I happened to find a discussion about why I am concerned with how my name is spelled, over at Dr. Joolz' snapshotz on life. When I now read my own attempt at a self-ironic tone of voice, I flinch, and I am doubly certain that I need to watch the voice in which I speak online. Irony - even self-irony - is complicated.
But why do I think names are so important?
First, it's my journalist training. Typos in names is unforgivable. You make sure you and the person you talk to agree on how the name is spelled, which names they use, and which title is the correct one. In Norway you can get away without the title, but never, ever, with a typo in the name.
Second, it's googlability :) I know the most common typos for my name, but how can I cover them all?
Third, it is the name I have grown up with and lived with and kept. My father argued with the priest over that precise spelling, to the point of not having me baptised in that church if he could not have the name JUST like that. It is one of those stories I grew up with. To my parents, that was wild defiance. It means something to me.
The post also addresses my recent lack of comments.

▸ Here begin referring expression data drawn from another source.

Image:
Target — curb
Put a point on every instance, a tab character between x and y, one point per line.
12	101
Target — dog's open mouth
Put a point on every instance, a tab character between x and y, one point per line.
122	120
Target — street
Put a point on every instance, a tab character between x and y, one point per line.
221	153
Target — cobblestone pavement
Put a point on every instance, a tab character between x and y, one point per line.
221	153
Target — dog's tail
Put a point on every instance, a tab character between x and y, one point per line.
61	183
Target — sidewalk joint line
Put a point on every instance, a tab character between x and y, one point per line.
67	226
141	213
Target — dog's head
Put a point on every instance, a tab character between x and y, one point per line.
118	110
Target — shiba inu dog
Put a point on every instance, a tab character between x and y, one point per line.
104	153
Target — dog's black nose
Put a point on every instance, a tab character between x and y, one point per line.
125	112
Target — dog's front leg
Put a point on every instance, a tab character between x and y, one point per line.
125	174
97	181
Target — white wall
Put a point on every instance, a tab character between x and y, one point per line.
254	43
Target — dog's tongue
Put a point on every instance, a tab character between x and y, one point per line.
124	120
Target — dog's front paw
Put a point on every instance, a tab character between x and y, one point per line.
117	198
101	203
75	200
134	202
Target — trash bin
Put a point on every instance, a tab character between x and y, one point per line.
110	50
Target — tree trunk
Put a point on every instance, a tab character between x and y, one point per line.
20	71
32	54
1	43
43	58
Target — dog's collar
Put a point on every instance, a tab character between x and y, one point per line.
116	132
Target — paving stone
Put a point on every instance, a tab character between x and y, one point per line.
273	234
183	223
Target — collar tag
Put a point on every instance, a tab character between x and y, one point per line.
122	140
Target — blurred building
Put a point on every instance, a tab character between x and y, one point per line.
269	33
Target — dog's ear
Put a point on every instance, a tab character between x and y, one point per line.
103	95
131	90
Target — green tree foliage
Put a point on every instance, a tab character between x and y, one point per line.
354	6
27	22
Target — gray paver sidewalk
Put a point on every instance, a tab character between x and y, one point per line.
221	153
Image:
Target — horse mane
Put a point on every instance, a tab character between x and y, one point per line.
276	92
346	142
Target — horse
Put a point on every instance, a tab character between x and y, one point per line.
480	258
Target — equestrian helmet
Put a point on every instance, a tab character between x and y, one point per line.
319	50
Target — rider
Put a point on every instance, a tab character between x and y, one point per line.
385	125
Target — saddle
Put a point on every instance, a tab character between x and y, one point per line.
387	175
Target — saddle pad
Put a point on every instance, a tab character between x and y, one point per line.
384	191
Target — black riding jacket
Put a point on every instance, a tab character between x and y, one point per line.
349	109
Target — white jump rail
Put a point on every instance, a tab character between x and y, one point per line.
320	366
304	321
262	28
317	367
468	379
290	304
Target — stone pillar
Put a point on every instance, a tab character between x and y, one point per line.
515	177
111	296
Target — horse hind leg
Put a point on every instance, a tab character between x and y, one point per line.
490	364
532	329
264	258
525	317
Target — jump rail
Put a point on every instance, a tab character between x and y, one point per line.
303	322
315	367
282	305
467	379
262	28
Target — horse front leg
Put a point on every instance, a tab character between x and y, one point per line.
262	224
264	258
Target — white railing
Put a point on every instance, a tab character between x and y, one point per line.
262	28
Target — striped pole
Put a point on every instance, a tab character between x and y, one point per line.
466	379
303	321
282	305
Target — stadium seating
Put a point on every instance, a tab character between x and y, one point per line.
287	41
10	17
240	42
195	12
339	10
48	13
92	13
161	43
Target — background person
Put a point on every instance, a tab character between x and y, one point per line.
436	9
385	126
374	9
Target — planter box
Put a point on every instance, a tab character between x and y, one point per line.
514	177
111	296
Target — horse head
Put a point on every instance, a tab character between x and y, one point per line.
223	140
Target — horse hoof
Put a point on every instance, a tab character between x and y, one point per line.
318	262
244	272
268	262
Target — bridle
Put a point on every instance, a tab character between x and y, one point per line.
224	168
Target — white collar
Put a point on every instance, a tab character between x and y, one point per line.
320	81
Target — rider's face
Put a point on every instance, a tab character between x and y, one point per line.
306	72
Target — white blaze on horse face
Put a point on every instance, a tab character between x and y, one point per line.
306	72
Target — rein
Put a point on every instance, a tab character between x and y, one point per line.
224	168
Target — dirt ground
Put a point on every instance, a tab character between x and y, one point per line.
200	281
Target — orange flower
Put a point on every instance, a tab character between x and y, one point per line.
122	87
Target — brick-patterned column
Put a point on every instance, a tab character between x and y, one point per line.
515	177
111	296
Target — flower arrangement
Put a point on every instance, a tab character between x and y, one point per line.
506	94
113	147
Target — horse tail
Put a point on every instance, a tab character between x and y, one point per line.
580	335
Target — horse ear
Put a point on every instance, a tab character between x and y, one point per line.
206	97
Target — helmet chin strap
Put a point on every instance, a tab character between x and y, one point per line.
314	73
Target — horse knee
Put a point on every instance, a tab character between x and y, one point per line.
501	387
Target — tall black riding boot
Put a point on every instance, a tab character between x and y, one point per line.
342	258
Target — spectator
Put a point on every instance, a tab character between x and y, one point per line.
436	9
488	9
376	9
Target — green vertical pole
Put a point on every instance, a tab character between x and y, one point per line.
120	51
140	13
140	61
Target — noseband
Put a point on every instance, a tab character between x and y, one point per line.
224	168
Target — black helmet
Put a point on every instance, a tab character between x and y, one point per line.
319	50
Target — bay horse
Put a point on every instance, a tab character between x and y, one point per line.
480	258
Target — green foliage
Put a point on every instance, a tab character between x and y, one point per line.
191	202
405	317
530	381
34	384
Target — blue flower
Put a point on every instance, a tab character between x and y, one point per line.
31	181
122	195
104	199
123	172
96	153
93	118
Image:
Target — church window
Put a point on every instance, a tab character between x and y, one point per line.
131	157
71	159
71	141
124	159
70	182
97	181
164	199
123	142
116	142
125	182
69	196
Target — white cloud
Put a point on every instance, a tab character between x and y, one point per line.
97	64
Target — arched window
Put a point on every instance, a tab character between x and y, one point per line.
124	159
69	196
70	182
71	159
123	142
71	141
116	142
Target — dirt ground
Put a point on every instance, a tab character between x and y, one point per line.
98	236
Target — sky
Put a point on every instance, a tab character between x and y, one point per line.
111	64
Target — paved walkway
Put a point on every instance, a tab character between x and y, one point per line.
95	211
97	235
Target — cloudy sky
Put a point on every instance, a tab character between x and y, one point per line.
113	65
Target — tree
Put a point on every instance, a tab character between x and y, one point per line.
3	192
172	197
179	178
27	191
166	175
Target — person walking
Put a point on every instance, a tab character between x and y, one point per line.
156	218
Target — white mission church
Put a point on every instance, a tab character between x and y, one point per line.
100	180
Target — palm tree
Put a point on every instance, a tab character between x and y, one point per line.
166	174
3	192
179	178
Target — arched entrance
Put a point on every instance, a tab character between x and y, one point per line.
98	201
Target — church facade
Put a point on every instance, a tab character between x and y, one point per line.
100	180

I never felt comfortable about comments in the first place. I put them in, and no, did not experience any of the things I feared (at least not much once I put the different barriers in). Comments are good. But I think it did things to my writing, or perhaps more so, to my reading. I become too self-centered, more taken with what people write on my blog than what they write on their own sites, and this is not something I like about myself. So I try to alter it, through different disciplines - such as removing the comments.
And so I read other people's writing, and of course, notice and write about when they write about me. Still self-conscious, indeed.